Ce soir avant le coucher du soleil, des fûts de jeunes hêtres semblaient encore plus sveltes, les feuilles mortes des chênes jouaient un embrasement passé, dans l'âme c'étaient des résurrections qui aussitôt allaient s'évanouir. La mémoire est une fantasmagorie, et on ne l'aime que parce qu'elle n'est plus.


[...]


Dans Honfleur, quand sont allumés les quelques réverbères des rues se tortuant plus dans l'obscur, de maigres reflets courent aux murs des vieilles maisons en surplomb et à colombage, et les gens dans les boutiques prennent à la lueur des chandelles à travers les vitres maculées des airs reposés et usés, ils semblent dans un rêve jaune.
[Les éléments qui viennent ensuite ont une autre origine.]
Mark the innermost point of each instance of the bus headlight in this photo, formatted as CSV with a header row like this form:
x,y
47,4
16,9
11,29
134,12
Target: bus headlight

L'absolu est le nécessaire, l'intime resplendissance ; le reste est tout le possible réalisé, les apparences infinies, les variations des éthers.


[...]


En rêve, sa mère, des amis eux vivants et perdus et aimés toujours, de ces choses finies qui un moment résurgent et plus captivent, de ces larmes où coule et se dissout l'âme même — l'âme noyée dans un chagrin spiritualisé. Ces rêves forment comme des îles qu'on ne sait fortunées ou miséreuses, tant leur réapparition a un charme quasi de féerie, tant leur disparition définitive referme les perspectives anciennes. Et, par ce glacial janvier, on ne s'éveille que pour rentrer en soi sans plus d'illusion, avec une méfiance pire du lendemain, à peine si l'on ose sous le plein jour reprendre le fil interrompu des rêveries, se redessiner en leur superfluité dégradée les souhaits embaumés dans l'autrefois. Très au loin, des figures sans plus d'appellation humaine s'aperçoivent se dresser labiles, virantes, tiges décolorées et fripées en linceuls.


[...]


Les mirages que l'on voit à des lisières marines sont, en leur évanescence un moment durante, comme une réalité du rêve.